Black Desert Resort Golf Course in Utah is breaking new ground in all senses of the word this week with its hosting of the PGA Tour’s first event in the state for over 60 years.
The staging of the inaugural Black Desert Championship (October 9-13), which is part of the Fall Series, is also notable as being the first time that a PGA Tour event is being held on a course that uses automated mowers to cut its fairways.
A group of four electric Autonomous Mowing Platforms, which were supplied by Salt Lake City-based agricultural machinery company FireFly, take four hours to mow all 18 fairways on the 7,371-yard, 71-par course.
Each of the five-gang mowers is 2.4m wide and has four independent motors with a rechargeable battery pack that can operate for five hours on a single charge. The AMPs are sent out at night, beginning their shift at 2am, leaving the human workforce free to focus on maintaining the greens, tees and surrounds later on in the day.
FireFly co-founder Steve Aposhian said: “It’s truly an honor to have been selected by Black Desert to maintain their fairways for such a prestigious event. It validates that the technology we have built into AMP will revolutionize the industry, while also highlighting that this is the only autonomous mower on the market currently capable of taking on such a task.”
He added: “Our machines allow groundskeepers to utilize their time better. They’re getting to do the jobs they otherwise wouldn’t be able to get to. And then ultimately the playability of the course improves.

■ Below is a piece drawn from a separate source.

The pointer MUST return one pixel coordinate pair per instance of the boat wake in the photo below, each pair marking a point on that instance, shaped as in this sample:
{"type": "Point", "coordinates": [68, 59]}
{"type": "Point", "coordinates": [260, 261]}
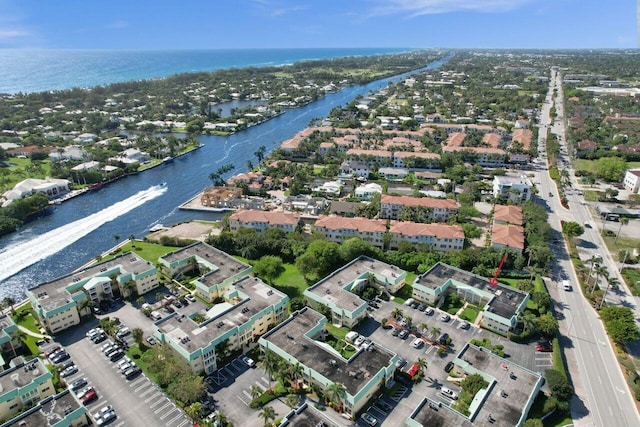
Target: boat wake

“Utilizing FireFly’s QuickPlan software, the team was able to create mowing patterns for each fairway that perfectly align the striping direction for the entire course. Once created, the cloud-based mowing patterns can be utilized by all AMP mowers to ensure that the stripes are in the exact same place every day. This kind of precision, which would be extremely difficult to achieve with manual mowers, is made possible through AMP’s GPS guidance and its ability to consistently mow straight lines, even at night — an invaluable asset for tournaments that require night-time mowing.”
Ken Yates, Black Desert’s superintendent, was initially sceptical about switching his traditional fairway mowing team for automated machines, but has quickly been won over. “I’m used to having one of guys sitting on a mower,” he said. “But these machines have proved that they can do it. And I’m comfortable with them. They’re doing a great job. Once they mapped the course it was really easy.”
Black Desert Resort opened less than two years and is one of the last design projects that the late Tom Weiskopf had a hand in before his death in August 2022.